Now with 23 times the population density
I’ve bid farewell to Kansai and migrated north. I will miss living amidst Kobe, Osaka, Himeji and Kyoto along with all of my friends there. I will not, however, miss the countryside. You can take the boy out of the city but you can’t take the city out of the boy. Last year was proof of that.
Like most moves, I wish I could take certain places and people with me. If I could transplant b. polpo and everyone from there down the street from me, that would be awesome. Alas, I can no more do that than I can teleport Post and Camellia here on a whim. At least not until portal technology is invented / improved upon. Though that could lead to unforseen consequences. Probably best not to cause a resonance cascade and stick to appreciating what I have for now.
While most of Kansai was left behind in the move, I am fortunate to have my best friend from the area working in Kamakura this year. While Tara lived only one town over last year, I have seen her more this past week than I did the last four months. She lives four times farther away, yet with the miracle of public transportation I can see her much more easily and quickly than before. I really don’t miss the countryside.
The move to Tokyo is a positive and fortunate one. There wasn’t much choice in leaving Kansai, as I was not recontracting with my old position and I was unable to secure another one in the region. There was a period where I was greatly concerned where I would live and work in Japan. The possibility of being unemployed and homeless was very real. Thankfully, that did not come to pass. Maybe the Big Guy Upstairs likes me after all.
Finding a position in Tokyo was accomplished thanks to a little bit of proactive job hunting aggression on my part and a lot of luck or divine providence. Prior to the foreigner exodus, jobs in Tokyo were not easy to acquire. Even after, good jobs in Tokyo and the 23 wards are hard to get, and I secured mine before the flyjin phenomenon. I will be teaching in Ota-ku. For those of my friends who understand a little bit of Japanese, yuck it up. “Hahaha you’re teaching in geek! How appropriate! What, is it an extension of Akihabara?” Yes. Exactly. Hilarious. Ota-ku (大田区）is the southern most ward of Tokyo. Its kanji means big rice field ward, and is pronounced differently than otaku. Though it is similar enough that I must admit it is kind of funny.
The flyjin phenomenon left many apartments and guesthouses that were previously occupied vacant. An excellent situation for me as I needed to find a place in a very short amount of time. As I am yet to fully realize my budget, schedule, schools, or the neighboring areas there-in I have elected to stay in a guest house for the next three months. In that time I can find a suitable apartment to fit my needs. I am happy with my guest house so far, and will go into more detail about that in another post.
My time in Tokyo so far is brief, yet the consequences of the recent tragedies remain. Tokyo feels very un-Tokyo like. Normally quite decadent, bright and loud there is an air of solemnity and concern. Many of the neon lights, massive television screens and megaphones that would normally blare day and night are turned off to conserve energy. There are fewer people in a rush, and fewer people out in general. The normal intensity of Tokyo appears toned down.

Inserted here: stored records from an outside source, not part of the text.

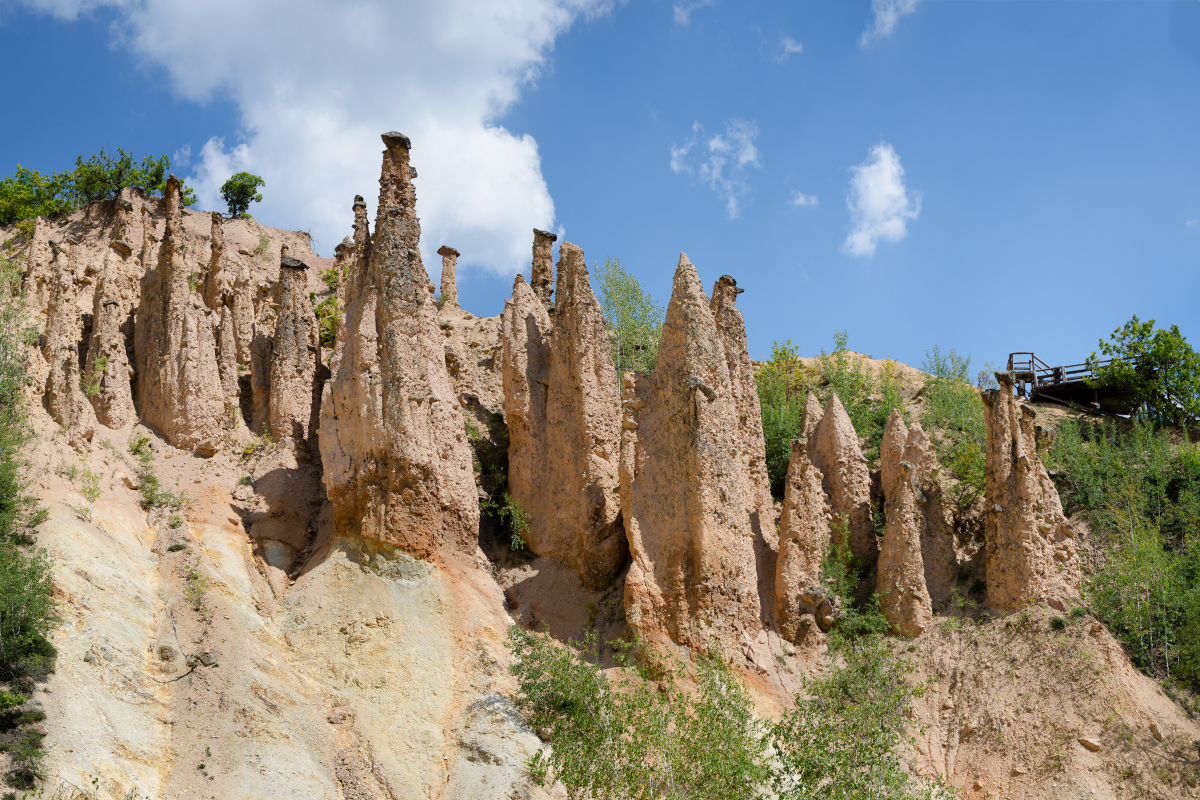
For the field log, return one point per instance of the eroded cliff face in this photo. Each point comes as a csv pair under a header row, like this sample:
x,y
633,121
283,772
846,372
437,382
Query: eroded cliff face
x,y
684,488
1031,549
393,439
563,410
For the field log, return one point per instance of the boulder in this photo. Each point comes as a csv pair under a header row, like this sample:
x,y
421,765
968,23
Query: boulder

I am often asked if I am afraid to be in Tokyo, both from people in Kansai and from people I meet in Tokyo. There are fewer foriegners and tourists. I’ve stayed in near empty hostels that are normally packed and rarely see other foreigners in Akihabara. There is much concern and worry over what may come, but that appears to be subsiding.
In time I expect everything will return to as it once was. In the meantime I get to observe a post disaster Japan recover from the inside. Despite media claims there is little to fear, but Japan does need support. The best way you can do so is come to Japan. Recovery comes quickest with the help of tourism dollars.